Reviews of Work
 

 

Art Papers, July/August 2005

Reviews: Southeast Atlanta (pp. 39-40)

by Phil Oppenheim

With a jab of his stumpy finger and a shake of his oddly coiffed head, Donald Trump has distilled our suspicions about the corporate boardroom and our anxieties about work, the workplace, and our roles within it into a malevolently theatrical utterance and gesture: "You're fired!" Helena Reckitt, senior director of exhibitions of the Atlanta Contemporary Art Center, sought to illuminate some of the recessed of Trump's rapacious world by assembling works that confront business with the tools and strategies of art in a show that asked What Business Are You In? [January 29-March 26, 2005].

Michael Aurbach answered the titular question with the exhibition's show-stopper, a room-filling installation that presented a nightmarish vision of life at the receiving end of a supervisor's power. The Administrator, 2001, conjured up a galvanized steel-clad office that, resembling a torture chamber, functions as an intimidation factory. Aurbach's fantasia drew its power from the concatenation of small details.   A chair faced a menacing desk; behind the desk were dials and knobs controlling the heating coil on the guest chair---literally a hot seat---and a lever operating the trap door under its legs. Puppet strings, hoops, and knee pads were waiting for prospective victims, while shoe-lifts and rubber stamps (TERMINATE; DELAY; REJECTED) were within easy reach of the desk's occupant (as were the desktop picture frames whose pictures were replaced by mirrors reflecting the boss' own image). A telescope pointed out from the front of the office; a circular set of pipes curled above and behind whoever looked into the eyepiece, assuring a perfect view up one's own asshole. Aurbach could have simply caricatured an authority figure to give disenfranchised viewers cheap ad hominem laughs at their superior's expense.   His mysterious, sadistic office works instead as a portrait of the corruptive force of power itself, an indictment of any institution that places one person beneath the thumb of another.

Jason Irwin's work also proffered an institutional critique, though his target was more precisely the sterility of corporate culture. In wall hangings and a floor sculpture boasting gaudy mirrored surfaces and shiny laminates, Irwin mocked big business' fascination with itself. Enlisting a laser technology used for license plates, he etched images of feral machismo---lions and tigers---into cheap acrylics, creating witty shorthand for career trajectories that stretch from the boardroom to the prison yard, and back again.

Reckitt's curatorial selections also wittily play on the meaning of job performance by focusing on performance pieces. Two landmark works by category brand leader Andrea Fraser's were presented on video. In Museum Highlights: A Gallery Talk , 1989, Fraser dons a professional's hound's-tooth suit to perform a hilariously dry institutional drag show as a docent who drifts into cultural critique and self-analysis.   In Inaugural Speech , 1997, she adopts several roles (corporate sponsor, artist, Governor of California, etc.) in a soulless cobbling together of political corporate banalities, including an explanation of corporate arts sponsorship as a strategy to crack the elusive upscale demographic.

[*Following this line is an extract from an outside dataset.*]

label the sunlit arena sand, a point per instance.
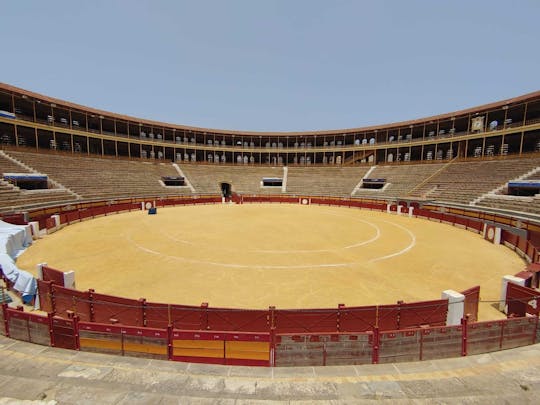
(290, 256)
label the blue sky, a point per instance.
(273, 65)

Lucy Kimbell recreated her Free Evaluation Service , previously performed in 2004 at Oxford University, by asking artists to evaluate their practices in a parody of corporate self-reviews and Dianetics life counseling. The survey results were displayed as a series of the participants' hand-drawn dials and dashboards. London-based Carey Young borrowed corporate dramatics for I Am a Revolutionary, 2001, a video-performance where she is coached how to persuasively deliver and sell the work's title by a professional trainer, and the similarly ironic Everything You've Heard Is Wrong, 1999, wherein she introduced boring, pre-packaged presentation skills to the spirited cacophony of Speaker's Corner's amateur soliloquists.

Young's piece highlights one of the show's flaws.   What Business Are You In? lapsed by attempting to combine its stated interest in the interplay of art and commerce with academia, leading it to lose its focus, and become more insular (and risking comparisons with Aurbach's rectal telescopy). The show also suggested that artists have more in common with each other, with the business of art, than they do with the demands of their particular national marketplaces---if that still means anything. This worked to distance many works from the American business milieu, dulling the show's edge in the same way that the potency of the BBC's sitcom The Office got lost in translation in its American adaptation. Lastly, the thorough visitor would have had to commit to nearly three hours---standing or crammed into inhospitable plastic chairs and headphones---to absorb all of the show's video and performance pieces. This, in itself, may be quite a bit to ask the average gallery goer. After all, time is money.